A Melbourne teenager who plotted to behead a police officer in an Anzac Day terror attack will spend at least seven-and-a-half years behind bars.
Sevdet Ramadan Besim, 19, pleaded guilty to a single terror-related charge over his 2015 plan to run down an officer and behead him in a rampage that would ultimately end in the teen's own death.
Justice Michael Croucher today sentenced him to 10 years in jail with a non-parole period of seven-and-a-half years.
The judge said the planned "putrid act" was “calculated to strike fear in the heart of the community”.
“To the vast majority of the community, it’s unthinkable that an 18-year-old boy planned to kill a law enforcement officer, to crash into him with a car and then behead him with a knife,” Justice Croucher said.
He said he was not prepared to accept Besim had “renounced violent jihadism” but noted he had good prospects of rehabilitation as he was young and his views were still being formed.
He said Besim was previously of good character and should be rehabilitated rather than receive "a sentence that crushes his prospects".
Besim did not react as the sentence was read in court. He blew a kiss to his supporters as he was escorted from the court room.
Besim chose Anzac Day to "make sure the dogs remember this as well as there fallen heros (sic)".
He said he was "ready to fight these dogs on there (sic) doorstep".
"I'd love to take out some cops," Besim said in online chats with a UK teenager, where he discussed his deadly ideas.
"I was gonna meet with them then take some heads ahaha."
The Victorian Supreme Court was last month told Besim did "normal" teenage things and dreamed of becoming an architect before he was influenced by extremists, including senior Islamic State recruiter Neil Prakash.

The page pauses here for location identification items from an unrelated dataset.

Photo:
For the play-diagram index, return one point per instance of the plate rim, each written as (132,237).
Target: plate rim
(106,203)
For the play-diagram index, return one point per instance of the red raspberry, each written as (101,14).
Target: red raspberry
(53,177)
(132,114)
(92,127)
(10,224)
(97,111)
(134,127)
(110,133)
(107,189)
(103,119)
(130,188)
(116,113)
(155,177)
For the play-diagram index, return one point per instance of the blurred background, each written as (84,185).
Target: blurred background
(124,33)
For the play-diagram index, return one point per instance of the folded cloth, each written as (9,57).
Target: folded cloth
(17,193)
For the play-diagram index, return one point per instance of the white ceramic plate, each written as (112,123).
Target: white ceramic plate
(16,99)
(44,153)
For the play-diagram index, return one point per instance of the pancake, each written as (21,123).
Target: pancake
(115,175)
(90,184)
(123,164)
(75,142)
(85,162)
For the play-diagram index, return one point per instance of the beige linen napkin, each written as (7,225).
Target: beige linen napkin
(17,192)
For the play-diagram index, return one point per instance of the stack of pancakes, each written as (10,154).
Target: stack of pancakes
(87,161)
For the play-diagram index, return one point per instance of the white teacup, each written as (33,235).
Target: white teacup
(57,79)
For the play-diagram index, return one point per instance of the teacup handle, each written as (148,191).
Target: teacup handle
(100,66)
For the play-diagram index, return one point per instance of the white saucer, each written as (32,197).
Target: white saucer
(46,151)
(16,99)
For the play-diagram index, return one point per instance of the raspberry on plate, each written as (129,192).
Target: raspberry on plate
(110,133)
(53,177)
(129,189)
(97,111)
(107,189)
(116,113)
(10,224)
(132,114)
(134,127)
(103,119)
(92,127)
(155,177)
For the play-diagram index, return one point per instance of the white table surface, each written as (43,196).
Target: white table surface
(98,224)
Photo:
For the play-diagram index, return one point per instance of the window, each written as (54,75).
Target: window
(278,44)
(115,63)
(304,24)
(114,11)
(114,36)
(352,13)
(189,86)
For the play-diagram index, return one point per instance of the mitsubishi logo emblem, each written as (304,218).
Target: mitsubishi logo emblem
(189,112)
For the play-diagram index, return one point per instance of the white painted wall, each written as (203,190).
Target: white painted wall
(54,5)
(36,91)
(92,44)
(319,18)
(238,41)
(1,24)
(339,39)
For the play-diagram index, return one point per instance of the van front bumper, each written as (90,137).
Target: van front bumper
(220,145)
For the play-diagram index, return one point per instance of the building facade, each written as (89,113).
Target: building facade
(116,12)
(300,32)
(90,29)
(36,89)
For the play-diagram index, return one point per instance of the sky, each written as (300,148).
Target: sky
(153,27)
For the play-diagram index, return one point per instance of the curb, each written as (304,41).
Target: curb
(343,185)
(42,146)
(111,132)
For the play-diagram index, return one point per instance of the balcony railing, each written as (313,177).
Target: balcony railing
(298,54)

He was also greatly affected by the 2014 death of his friend Numan Haider and became alienated from mainstream society.
Haider, 18, was shot dead outside Endeavour Hills police station after stabbing two counter-terrorism officers.
Besim was with him in the hours before the attack.

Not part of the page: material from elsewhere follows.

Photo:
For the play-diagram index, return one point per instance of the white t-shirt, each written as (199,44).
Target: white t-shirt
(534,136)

Corrections Victoria found a hand-drawn Islamic State flag in his jail cell last September as well as a collection of newspaper clippings about violent jihadis fighting overseas.
One of the articles referred to Australian terrorist Khaled Sharrouf, who gained infamy after his young son was pictured holding a severed head.
Besim pleaded guilty to one count of conspiring to do an act in preparation for or planning a terror act.
The offence carries a maximum penalty of life imprisonment, the same maximum penalty as the offence of committing a terrorist act.